Personal information
- Full name: Pratama Arhan Alif Rifai
- Date of birth: 21 December 2001 (age 24)
- Place of birth: Blora, Indonesia
- Height: 1.72 m (5 ft 8 in)
- Position: Left-back

Team information
- Current team: Persija Jakarta
- Number: 18

Youth career
- 2012–2015: SSB Putra Mustika
- 2015–2018: SSB Terang Bangsa
- 2018–2020: PSIS Semarang

Senior career*
- Years: Team / Apps / (Gls)
- 2020–2022: PSIS Semarang / 10 / (0)
- 2022–2024: Tokyo Verdy / 2 / (0)
- 2024–2025: Suwon / 2 / (0)
- 2025–2026: Bangkok United / 20 / (0)
- 2026–: Persija Jakarta / 0 / (0)

International career^{‡}
- 2020: Indonesia U19 / 8 / (0)
- 2021–2024: Indonesia U23 / 12 / (2)
- 2021–: Indonesia / 54 / (4)

Medal record
Men's football
Representing Indonesia
Southeast Asian Games
| Gold medal – first place | 2023 Cambodia | Team |
AFF Championship
| Runner-up | 2020 Singapore | Team |

= Pratama Arhan =

Indonesian footballer

Pratama Arhan Alif Rifai (born 21 December 2001) is an Indonesian professional footballer who plays as a left-back for Thai League 1 club Bangkok United and the Indonesia national team. He is most known for his powerful throw-ins and free kicks. Arhan was also a nominee of the AFC's 11 players to watch in 2023.

==Club career==
===PSIS Semarang===
Pratama Arhan made his first-team debut for PSIS Semarang in the 2021 Menpora Cup, in which he played 90 minutes in all of his team's four matches in the tournament that preluded the 2021 Liga 1 season.

He scored two goals in that competition, one of them was a free-kick that was among the best goals in the tournament. He also won the tourney's Best Young Player award. Arhan made his league debut on 4 September 2021 in a match against Persela Lamongan.

===Tokyo Verdy===
On 16 February 2022, Arhan is officially signed with J2 League club, Tokyo Verdy for a two-year contract with free transfer fee. Arhan made his league debut on 6 July 2022, against Tochigi SC in a 1–0 victory. On 19 January 2023, Arhan's contract was renewed by Tokyo Verdy ahead of 2023 season. Arhan participated twice in 2023 edition of Emperor's Cup, when Tokyo Verdy eventually lost to their capital city rivals, FC Tokyo, in the 3rd round match on 12 July 2023.

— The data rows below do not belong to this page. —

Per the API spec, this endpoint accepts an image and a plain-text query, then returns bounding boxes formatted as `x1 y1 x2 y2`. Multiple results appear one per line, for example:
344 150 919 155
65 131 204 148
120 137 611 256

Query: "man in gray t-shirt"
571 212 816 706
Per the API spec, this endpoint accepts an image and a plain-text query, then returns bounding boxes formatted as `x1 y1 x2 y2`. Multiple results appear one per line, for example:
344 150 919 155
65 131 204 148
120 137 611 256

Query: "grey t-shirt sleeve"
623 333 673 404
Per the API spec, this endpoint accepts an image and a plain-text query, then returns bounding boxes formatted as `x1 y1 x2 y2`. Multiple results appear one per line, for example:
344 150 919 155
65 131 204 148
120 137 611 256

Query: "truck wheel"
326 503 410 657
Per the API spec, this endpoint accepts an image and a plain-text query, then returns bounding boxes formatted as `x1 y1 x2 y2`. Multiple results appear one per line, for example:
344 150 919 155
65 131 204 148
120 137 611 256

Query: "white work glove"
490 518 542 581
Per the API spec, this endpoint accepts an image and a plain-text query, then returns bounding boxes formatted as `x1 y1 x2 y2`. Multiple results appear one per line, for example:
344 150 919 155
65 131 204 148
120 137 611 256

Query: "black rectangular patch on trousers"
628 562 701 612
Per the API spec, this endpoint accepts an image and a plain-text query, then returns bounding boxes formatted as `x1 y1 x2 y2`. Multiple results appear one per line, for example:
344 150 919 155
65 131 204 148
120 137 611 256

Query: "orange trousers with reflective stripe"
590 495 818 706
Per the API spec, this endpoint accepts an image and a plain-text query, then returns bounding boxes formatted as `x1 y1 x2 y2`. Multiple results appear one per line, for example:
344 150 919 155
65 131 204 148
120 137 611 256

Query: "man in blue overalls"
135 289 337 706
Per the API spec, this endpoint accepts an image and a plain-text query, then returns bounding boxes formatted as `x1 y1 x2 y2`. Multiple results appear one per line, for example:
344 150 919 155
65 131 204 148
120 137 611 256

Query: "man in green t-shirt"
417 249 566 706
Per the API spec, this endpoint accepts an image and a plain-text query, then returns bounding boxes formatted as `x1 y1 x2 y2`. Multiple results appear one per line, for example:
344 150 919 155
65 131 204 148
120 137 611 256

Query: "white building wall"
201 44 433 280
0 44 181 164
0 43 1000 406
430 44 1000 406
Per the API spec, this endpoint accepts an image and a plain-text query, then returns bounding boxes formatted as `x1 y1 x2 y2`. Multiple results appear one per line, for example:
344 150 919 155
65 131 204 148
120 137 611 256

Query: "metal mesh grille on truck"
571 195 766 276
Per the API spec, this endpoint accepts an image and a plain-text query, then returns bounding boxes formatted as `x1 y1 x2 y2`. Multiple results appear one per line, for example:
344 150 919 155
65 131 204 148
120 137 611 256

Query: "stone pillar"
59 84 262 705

On 6 August 2023, Arhan played for 10 minutes in his second league match overall and first in a year when Verdy lost 0–1 at home to Shimizu S-Pulse.

===Suwon FC===
On 16 January 2024, Arhan signed for K League 1 club Suwon FC for an undisclosed fee. On 26 May 2024, Arhan made his debut as a substitute against Jeju United. Arhan entered the field at the 73rd minutes, however he immediately received a red card just three minutes later.

===Bangkok United===
On 7 January 2025, Thai League 1 club Bangkok United reached an agreement to sign Arhan. Arhan immediately made his debut five days after the signing, against Buriram United, coming on as a substitute in the 80th minute during a 3–2 victory.

He was selected by the Thai League 1 as the Young Player of the Week in February 2025 after being the first-11 in the match against Nakhon Ratchasima FC. On 14 February 2025, He made his debut in AFC Champions League 2 as a substitute in the 85th minute and was able to make the crucial one-touch assist to his teammate Thitiphan Puangchan on the 90+5 minute to equalize Sydney FC on a 2-2 draw at Sydney Football Stadium

==International career==
Arhan debuted for the Indonesia U-19 team when it faced the Bulgaria U-19 in a friendly on 5 September 2020 in Croatia. He captained the same team during another friendly match during a two-month Croatia training, this time Indonesia drew with the North Macedonia U-19 team. He received a call up to the senior Indonesia national football team in May 2021.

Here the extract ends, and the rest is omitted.